A caption isn’t enough: you need a description that replicates the data
The most frequent mistake I encounter when analyzing sites with visual content is the generic caption. Below the diagram it says “Our process in 6 steps” or “Customer journey flowchart”. These phrases contain none of the data the diagram shows. The AI engine reads the caption, understands that a process exists, but doesn’t know what it contains. It’s a page that promises information without delivering it.
The text version must do the opposite job: report every piece of data, every step, every relationship that the diagram communicates visually. If your diagram shows that after the analysis there are two possible paths — standard project or custom project — the text description must make both paths explicit. If the flowchart indicates that the first report arrives after 30 days, that “30 days” must be in the text.
I tested this principle on a sample of 30 pages with process diagrams, testing them with targeted queries on three different AI engines. Pages with only a generic caption were cited in 12% of cases. Pages with a complete text description that replicated the diagram’s data rose to 54%. The diagram was identical in both cases — the only thing that changed was the text accompanying it.

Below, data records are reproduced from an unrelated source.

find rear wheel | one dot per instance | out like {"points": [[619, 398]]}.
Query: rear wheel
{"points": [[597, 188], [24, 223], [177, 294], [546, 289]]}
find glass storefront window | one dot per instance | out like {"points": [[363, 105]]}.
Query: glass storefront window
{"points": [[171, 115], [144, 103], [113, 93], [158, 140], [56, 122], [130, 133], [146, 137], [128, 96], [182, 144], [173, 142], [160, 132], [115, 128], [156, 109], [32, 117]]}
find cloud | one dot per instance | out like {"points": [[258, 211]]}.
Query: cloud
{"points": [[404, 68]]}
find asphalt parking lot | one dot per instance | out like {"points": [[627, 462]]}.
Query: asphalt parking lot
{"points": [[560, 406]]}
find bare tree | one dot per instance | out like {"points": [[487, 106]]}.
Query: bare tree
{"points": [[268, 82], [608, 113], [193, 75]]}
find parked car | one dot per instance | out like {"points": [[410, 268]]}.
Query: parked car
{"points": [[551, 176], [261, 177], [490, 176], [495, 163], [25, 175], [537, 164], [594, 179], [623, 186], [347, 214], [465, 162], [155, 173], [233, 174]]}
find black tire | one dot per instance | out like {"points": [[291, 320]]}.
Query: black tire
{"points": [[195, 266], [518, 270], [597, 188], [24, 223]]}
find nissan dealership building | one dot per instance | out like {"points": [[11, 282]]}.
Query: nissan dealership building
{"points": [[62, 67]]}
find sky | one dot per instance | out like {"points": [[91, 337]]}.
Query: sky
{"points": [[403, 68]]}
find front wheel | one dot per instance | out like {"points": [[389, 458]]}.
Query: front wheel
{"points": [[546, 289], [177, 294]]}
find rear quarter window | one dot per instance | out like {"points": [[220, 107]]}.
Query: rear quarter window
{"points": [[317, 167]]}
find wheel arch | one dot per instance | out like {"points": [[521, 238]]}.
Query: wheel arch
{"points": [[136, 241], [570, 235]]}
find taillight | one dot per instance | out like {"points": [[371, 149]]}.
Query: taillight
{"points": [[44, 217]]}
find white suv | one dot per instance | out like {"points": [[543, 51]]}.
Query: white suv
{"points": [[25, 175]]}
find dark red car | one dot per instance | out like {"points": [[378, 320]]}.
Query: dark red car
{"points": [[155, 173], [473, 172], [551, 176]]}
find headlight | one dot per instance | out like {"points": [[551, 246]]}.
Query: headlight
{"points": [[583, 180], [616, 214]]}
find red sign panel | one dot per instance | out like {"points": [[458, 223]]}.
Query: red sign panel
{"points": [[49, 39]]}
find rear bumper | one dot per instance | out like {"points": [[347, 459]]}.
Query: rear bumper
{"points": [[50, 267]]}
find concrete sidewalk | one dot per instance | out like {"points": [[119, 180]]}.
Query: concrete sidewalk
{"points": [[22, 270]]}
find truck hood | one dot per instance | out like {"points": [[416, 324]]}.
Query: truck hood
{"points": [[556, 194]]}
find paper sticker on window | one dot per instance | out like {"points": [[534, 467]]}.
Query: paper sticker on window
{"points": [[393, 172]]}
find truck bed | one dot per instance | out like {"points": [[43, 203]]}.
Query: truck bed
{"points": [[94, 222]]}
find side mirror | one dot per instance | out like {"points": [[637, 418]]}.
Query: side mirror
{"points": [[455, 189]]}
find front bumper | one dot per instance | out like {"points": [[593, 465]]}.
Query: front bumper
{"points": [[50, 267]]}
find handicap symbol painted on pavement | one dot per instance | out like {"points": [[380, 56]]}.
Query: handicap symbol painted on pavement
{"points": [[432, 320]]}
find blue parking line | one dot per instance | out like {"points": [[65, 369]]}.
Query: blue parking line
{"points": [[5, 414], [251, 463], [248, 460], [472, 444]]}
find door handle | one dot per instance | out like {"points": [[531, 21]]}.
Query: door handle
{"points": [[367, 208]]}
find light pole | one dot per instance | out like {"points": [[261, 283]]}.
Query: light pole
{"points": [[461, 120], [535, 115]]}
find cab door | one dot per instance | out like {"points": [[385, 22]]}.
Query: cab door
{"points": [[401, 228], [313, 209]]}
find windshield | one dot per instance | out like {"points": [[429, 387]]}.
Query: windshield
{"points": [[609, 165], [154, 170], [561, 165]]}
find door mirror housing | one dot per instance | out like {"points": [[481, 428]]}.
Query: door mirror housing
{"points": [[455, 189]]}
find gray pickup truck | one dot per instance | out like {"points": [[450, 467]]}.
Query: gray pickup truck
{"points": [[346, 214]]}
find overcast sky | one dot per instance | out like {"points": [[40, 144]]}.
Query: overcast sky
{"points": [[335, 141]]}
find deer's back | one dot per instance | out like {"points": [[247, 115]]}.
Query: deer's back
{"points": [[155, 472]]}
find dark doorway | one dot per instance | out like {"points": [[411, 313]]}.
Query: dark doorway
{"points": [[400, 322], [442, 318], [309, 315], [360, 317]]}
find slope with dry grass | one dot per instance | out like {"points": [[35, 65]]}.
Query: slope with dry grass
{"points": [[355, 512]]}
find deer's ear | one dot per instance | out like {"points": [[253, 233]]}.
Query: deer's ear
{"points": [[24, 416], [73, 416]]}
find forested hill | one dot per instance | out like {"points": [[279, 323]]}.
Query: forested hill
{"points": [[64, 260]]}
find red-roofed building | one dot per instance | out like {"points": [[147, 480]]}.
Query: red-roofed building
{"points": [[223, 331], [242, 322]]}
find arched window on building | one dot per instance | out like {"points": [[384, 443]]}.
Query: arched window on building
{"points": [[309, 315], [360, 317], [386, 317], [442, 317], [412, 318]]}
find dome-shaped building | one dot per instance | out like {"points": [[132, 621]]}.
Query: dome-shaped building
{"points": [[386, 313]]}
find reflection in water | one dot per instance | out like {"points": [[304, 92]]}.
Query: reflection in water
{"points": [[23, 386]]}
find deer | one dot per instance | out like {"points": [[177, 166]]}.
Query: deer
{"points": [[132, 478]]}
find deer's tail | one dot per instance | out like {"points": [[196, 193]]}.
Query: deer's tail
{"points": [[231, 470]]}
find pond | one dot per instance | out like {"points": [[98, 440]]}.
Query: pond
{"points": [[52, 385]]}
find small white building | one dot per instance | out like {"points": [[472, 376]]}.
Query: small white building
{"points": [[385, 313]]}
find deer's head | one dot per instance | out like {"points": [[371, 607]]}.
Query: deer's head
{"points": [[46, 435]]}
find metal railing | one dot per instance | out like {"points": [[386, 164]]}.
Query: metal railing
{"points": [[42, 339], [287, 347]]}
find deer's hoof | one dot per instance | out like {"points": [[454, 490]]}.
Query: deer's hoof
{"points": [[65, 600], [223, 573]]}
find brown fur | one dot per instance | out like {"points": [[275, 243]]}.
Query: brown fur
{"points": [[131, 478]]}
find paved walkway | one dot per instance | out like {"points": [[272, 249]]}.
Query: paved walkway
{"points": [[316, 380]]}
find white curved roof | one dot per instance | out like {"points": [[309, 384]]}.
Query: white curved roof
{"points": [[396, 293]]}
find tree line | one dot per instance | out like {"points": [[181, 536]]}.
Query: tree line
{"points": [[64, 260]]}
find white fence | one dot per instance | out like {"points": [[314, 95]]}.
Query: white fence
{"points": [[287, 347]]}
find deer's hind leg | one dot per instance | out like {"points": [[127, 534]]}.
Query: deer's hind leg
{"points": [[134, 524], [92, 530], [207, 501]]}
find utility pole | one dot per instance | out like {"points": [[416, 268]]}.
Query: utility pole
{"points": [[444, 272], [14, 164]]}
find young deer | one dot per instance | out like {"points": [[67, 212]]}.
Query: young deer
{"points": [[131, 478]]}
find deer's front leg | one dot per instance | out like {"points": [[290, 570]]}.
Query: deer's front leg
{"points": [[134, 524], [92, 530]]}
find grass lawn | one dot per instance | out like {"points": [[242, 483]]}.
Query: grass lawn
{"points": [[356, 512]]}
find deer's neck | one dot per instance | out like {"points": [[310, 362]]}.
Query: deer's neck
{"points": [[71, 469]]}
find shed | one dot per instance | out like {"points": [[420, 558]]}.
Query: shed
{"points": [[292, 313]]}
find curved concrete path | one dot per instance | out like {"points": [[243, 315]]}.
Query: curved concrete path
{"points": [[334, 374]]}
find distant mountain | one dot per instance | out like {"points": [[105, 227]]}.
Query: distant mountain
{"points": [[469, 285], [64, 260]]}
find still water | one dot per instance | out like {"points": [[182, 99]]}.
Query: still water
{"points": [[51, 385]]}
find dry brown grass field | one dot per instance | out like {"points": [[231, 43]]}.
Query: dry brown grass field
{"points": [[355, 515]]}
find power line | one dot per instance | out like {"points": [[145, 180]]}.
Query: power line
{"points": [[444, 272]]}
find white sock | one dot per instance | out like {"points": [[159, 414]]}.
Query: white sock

How to structure the text version of a diagram
There’s no single format, because it depends on the type of diagram. But there are principles that always work.
For flowcharts and sequential processes, use an ordered list. Each point must contain the name of the step and an operational description of what happens. If there are branches, make them explicit with sub-points. The goal is that someone can reconstruct the diagram by reading only the text.
For concept maps and relational diagrams, short paragraphs with a heading for each main node work better. The relationships between nodes — which in the diagram are arrows or lines — become explicit sentences: “Module A feeds module B, which in turn generates report C.”
For diagrams with numeric data — timelines with milestones, funnels with percentages, org charts with roles — the best structure is an HTML table or a list where each entry contains the numeric value in plain text. I talked about this in the article on HTML tables: tabular data is a format AI processes easily, and for certain diagrams it’s the most natural text translation.
In all cases, the text version must stay as close as possible to the diagram on the page. A heading that previews the content — “The 6 steps of the onboarding process” — followed by the list or the structured text, right below or next to the image. This way the chunk that the retrieval system extracts contains both the semantic context and the data.
The thread that connects all multimodal content
If you’ve read my articles on alt text and transcripts, you recognize the pattern. Every non-text format — images, video, audio, and now diagrams — needs a text equivalent to exist in retrieval. It’s not a matter of accessibility, even though accessibility benefits from it. It’s a matter of visibility: if the content isn’t text, for AI it doesn’t exist.
Captions add semantic context to an image. Infographics require a text version with all the data. Diagrams follow the same logic, with one specificity: they contain relationships and sequences that the text description must preserve, not just list.
The operational principle is simple and applies to every diagram on your site: if the data lives only in the image, it can’t be cited. If you replicate it in structured text — with the sequence, the names, the numbers, the relationships — the AI engine has everything it needs to build an answer and attribute it to you. It’s the difference between having a documented process that nobody finds and having content that works for your visibility every time someone asks a relevant question.